Depuis 1965, en Amérique, 1970, en Europe occidentale, la détérioration des systèmes éducatifs est telle que l'on peut affirmer que la décrue que l'on observe sur le volume des espérances de vie est plus rapide encore sur la pyramide de la reprogrammation du savoir. L'acquis ne passe plus. Le vieillissement s'accompagne d'une viscosité qui empêche l'écoulement de l'acquis. (...)
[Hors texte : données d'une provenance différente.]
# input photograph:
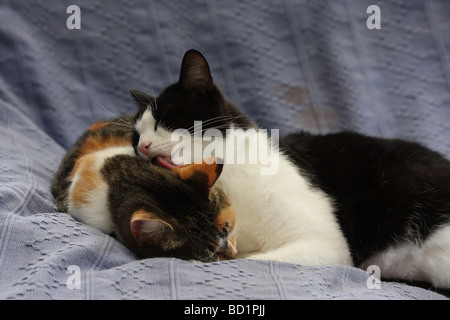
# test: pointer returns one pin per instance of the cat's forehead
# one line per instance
(147, 120)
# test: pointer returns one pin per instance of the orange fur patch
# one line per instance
(227, 214)
(89, 180)
(186, 172)
(96, 143)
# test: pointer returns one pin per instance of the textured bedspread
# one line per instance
(288, 64)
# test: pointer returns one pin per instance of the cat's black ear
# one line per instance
(142, 99)
(195, 71)
(201, 176)
(148, 229)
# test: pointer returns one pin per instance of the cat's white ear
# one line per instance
(201, 176)
(195, 71)
(142, 99)
(147, 229)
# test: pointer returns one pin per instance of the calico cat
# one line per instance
(341, 198)
(154, 211)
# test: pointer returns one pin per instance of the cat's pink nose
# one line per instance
(144, 148)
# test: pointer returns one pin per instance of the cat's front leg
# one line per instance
(312, 253)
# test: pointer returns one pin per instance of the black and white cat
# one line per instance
(341, 198)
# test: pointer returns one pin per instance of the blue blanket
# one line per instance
(288, 64)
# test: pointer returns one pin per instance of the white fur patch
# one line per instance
(95, 211)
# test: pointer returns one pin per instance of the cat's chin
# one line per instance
(165, 162)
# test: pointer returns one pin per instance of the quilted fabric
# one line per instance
(288, 64)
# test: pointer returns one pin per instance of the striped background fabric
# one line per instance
(288, 64)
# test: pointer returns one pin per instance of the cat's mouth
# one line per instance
(165, 162)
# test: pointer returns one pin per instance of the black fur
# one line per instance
(385, 190)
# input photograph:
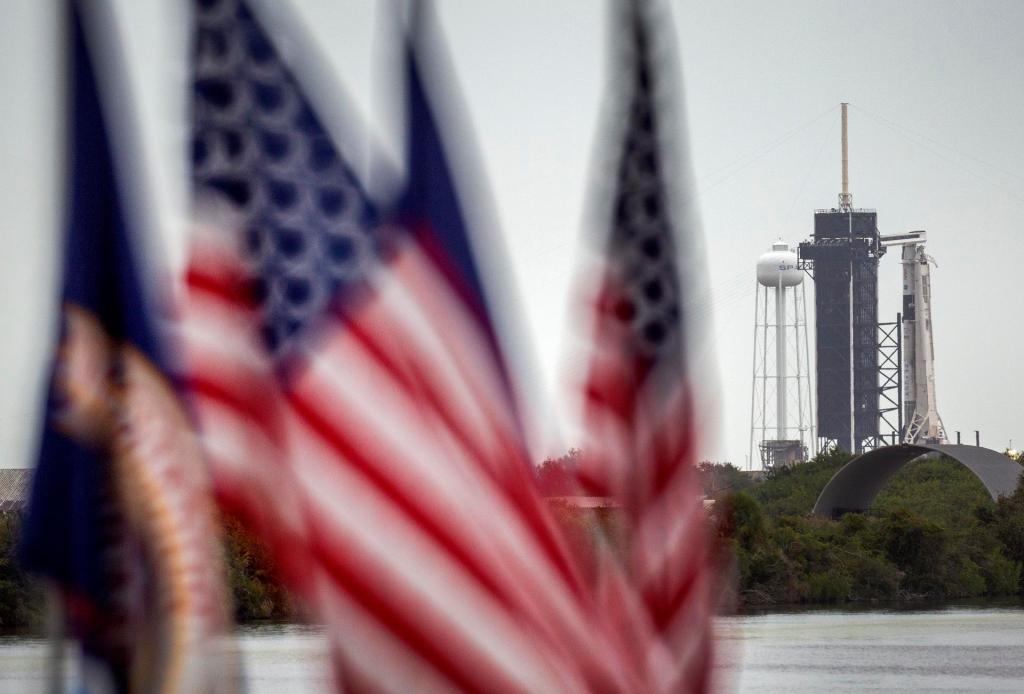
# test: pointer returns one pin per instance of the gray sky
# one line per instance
(936, 97)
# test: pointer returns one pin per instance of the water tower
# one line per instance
(781, 411)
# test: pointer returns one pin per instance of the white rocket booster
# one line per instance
(921, 414)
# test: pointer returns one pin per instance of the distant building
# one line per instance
(14, 488)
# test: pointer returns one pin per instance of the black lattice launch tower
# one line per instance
(843, 257)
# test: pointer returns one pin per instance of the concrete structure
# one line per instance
(781, 414)
(14, 484)
(856, 484)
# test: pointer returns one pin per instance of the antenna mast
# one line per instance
(845, 199)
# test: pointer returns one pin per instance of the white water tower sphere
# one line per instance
(778, 266)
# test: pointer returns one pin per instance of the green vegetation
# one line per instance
(20, 598)
(933, 532)
(255, 592)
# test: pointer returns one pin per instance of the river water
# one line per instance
(951, 649)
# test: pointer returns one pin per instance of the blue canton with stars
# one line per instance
(258, 144)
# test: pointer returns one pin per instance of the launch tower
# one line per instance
(843, 257)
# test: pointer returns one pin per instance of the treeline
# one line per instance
(933, 532)
(255, 592)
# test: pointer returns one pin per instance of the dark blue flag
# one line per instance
(120, 519)
(73, 525)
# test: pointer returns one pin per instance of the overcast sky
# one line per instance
(937, 104)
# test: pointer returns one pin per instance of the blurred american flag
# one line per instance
(354, 401)
(638, 391)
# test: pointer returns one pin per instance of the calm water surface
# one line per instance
(955, 649)
(940, 650)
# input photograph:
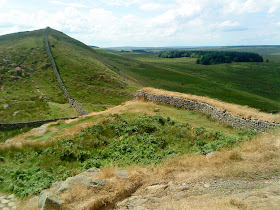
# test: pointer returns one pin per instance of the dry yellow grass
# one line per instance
(234, 109)
(258, 156)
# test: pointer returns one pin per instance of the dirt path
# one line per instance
(210, 194)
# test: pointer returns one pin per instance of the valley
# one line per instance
(153, 133)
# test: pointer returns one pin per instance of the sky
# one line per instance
(149, 23)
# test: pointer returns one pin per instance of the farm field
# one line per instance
(252, 84)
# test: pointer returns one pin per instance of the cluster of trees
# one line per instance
(213, 57)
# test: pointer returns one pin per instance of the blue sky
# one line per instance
(109, 23)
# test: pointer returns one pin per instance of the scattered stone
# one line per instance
(156, 110)
(69, 182)
(156, 188)
(123, 174)
(11, 204)
(95, 183)
(207, 185)
(12, 196)
(183, 188)
(6, 106)
(122, 203)
(93, 170)
(56, 186)
(49, 200)
(32, 203)
(180, 195)
(139, 208)
(139, 202)
(13, 65)
(211, 154)
(15, 113)
(4, 201)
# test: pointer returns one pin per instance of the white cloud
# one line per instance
(154, 7)
(67, 4)
(2, 3)
(151, 23)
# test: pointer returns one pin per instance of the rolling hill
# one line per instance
(251, 84)
(29, 88)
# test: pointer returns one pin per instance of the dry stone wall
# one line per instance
(205, 108)
(71, 101)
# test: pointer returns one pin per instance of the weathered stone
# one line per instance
(12, 196)
(6, 106)
(207, 185)
(11, 204)
(205, 108)
(15, 113)
(4, 201)
(180, 195)
(139, 208)
(56, 185)
(156, 110)
(70, 182)
(32, 203)
(138, 202)
(123, 174)
(211, 154)
(122, 203)
(183, 188)
(156, 188)
(95, 183)
(49, 200)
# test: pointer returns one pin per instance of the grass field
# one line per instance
(29, 86)
(126, 137)
(252, 84)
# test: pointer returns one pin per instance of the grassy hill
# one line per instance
(28, 85)
(252, 84)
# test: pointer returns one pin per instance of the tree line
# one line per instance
(213, 57)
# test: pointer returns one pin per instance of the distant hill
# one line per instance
(28, 86)
(252, 84)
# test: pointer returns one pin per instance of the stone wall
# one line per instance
(11, 126)
(71, 101)
(221, 116)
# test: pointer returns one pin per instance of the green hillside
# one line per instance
(28, 86)
(252, 84)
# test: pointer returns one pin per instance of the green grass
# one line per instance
(118, 140)
(5, 135)
(251, 84)
(88, 80)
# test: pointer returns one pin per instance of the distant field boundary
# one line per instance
(11, 126)
(221, 116)
(71, 100)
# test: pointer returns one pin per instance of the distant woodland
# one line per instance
(213, 57)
Tout bien cumulé, c'est sans doute par un large amenuisement de l'héritage culturel que s'est soldée à l'échelle planétaire (...) la décennie 1971-1980." (pp. 328-29 ; je me suis permis de corriger par endroits, à fins de clarté, la ponctuation.)


paradepng


Une société de vieux qui ne transmet pas son savoir, et qui insulte ses rares jeunes - car les jeunes sont rares, c'est une des raisons pour lesquelles nous, et pas seulement Frédéric Mitterrand, faisons porter tant de choses sur leurs frêles épaules - Paul Yonnet écrit de belles choses sur ce sujet -, et qui se lamente que les jeunes ne recueillent pas ce ou ces savoirs, n'est-ce pas une bonne description de la France ou des États-Unis ? Le « jeunisme » est une malédiction aussi pour les jeunes, tout parent le sait, à défaut de l'admettre. Il est vrai que les vieux ont aussi beaucoup à porter sur leurs épaules flageolantes.


Q2001208


N'est-ce pas un problème d'équilibre général ? Ne vaudrait-il pas la peine, non pas comme notre ministre de jsaispasquoi, parce qu'on en a « envie » - quels grands enfants, ces sarkozystes, tellement fiers de leurs envies ! - "papa, j'ai envie de lancer un débat sur l'identité nationale !" -, mais parce que cela clarifierait certaines choses, de mettre en rapport la natalité française, la place des femmes dans la société, et l'immigration ? Au lieu que de séparer tous les problèmes au nom de valeurs peut-être respectables, mais sans que cela contribue nécessairement au bien commun. Je reviendrai sur ces questions d'identité nationale qui sont au centre de mes préoccupations actuelles, mais que cela soit dit : si on en parle, on ne peut le faire sans évoquer la place des femmes sur le « marché du travail », c'est-à-dire sur le marché de l'esclavage salarié. Ceci écrit sans préjuger d'aucune « solution ».